- Born: 22 December 1964
- Died: 19 September 2022 (aged 57)
- Occupation: businesswoman

= Aisling Burnand =

British businesswoman (1964 - 2022)

Aisling Maria Burnand (born 22 December 1964; died 19 September 2022) was a British business executive and consultant. In 2009, she joined Cancer Research UK as Executive Director of Policy & Public Affairs. In 2014, she became chief executive of the Association of Medical Research Charities.

==Career==
Burnand worked as head of international media relations for Rhône-Poulenc in Paris, then as a director at the Rowland Company, a London-based public affairs consultancy.

She joined the UK BioIndustry Association (BIA) UK BioIndustry Association (BIA) as its first director of Public Affairs in 1998, when the UK biotechnology industry was in its infancy.
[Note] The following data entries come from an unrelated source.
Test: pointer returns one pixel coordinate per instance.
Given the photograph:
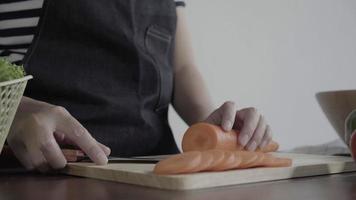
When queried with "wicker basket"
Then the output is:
(10, 96)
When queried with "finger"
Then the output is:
(353, 145)
(249, 118)
(106, 149)
(255, 141)
(21, 154)
(228, 113)
(80, 136)
(267, 138)
(52, 153)
(38, 160)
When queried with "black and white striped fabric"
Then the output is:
(18, 22)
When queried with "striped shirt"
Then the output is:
(18, 23)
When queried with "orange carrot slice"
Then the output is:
(218, 157)
(271, 147)
(204, 136)
(258, 162)
(230, 161)
(180, 163)
(271, 161)
(207, 160)
(247, 158)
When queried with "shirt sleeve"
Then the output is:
(180, 2)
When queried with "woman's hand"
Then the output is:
(254, 130)
(37, 129)
(353, 145)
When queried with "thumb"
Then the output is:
(224, 116)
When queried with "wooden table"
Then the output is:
(17, 185)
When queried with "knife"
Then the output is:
(76, 155)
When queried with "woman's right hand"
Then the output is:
(37, 129)
(353, 145)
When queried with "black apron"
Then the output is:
(109, 63)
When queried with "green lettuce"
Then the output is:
(9, 71)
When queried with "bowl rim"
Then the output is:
(25, 78)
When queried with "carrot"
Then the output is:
(247, 158)
(258, 162)
(207, 160)
(229, 162)
(204, 136)
(218, 158)
(180, 163)
(271, 161)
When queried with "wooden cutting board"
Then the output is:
(141, 174)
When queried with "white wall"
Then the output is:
(275, 55)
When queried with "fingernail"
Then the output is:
(101, 157)
(227, 125)
(263, 144)
(108, 151)
(252, 146)
(243, 140)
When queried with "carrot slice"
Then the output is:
(218, 157)
(271, 161)
(204, 136)
(180, 163)
(207, 160)
(258, 162)
(247, 158)
(230, 161)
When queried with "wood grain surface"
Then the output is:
(141, 174)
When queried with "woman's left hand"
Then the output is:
(254, 130)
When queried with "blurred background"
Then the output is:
(275, 55)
The association now represents more than three hundred UK biotech companies. In 2001, Burnand became Deputy Chief Executive, and from 2003 until December 2009, she was Chief Executive. She was succeeded by Nigel Gaymond.

At the BIA, Burnand lobbied on behalf of stem cell research, and supported the passage of the Serious Organised Crime and Police Act 2005, which gives greater protection for medical researchers from animal rights extremists and other threats. She also had to reassure the public about medicines based on monoclonal antibodies when six volunteers suffered severe adverse reactions during a clinical trial at Northwick Park Hospital in 2006.

She was appointed Member of the Order of the British Empire (MBE) in 2007 for services to science.

She joined Cancer Research UK in 2009. As Executive Director of Policy & Public Affairs, she has responsibility for the charity's policies on cancer, science and charity issues, seeking along with others to influence politicians and civil servants on issues of importance to cancer patients.

In 2020, Burnand warned during the COVID-19 pandemic that medical research could suffer for years due to the drop in revenue from donations and fund-raising.

Burnand was appointed Commander of the Order of the British Empire (CBE) in the 2022 Birthday Honours for services to the charitable sector.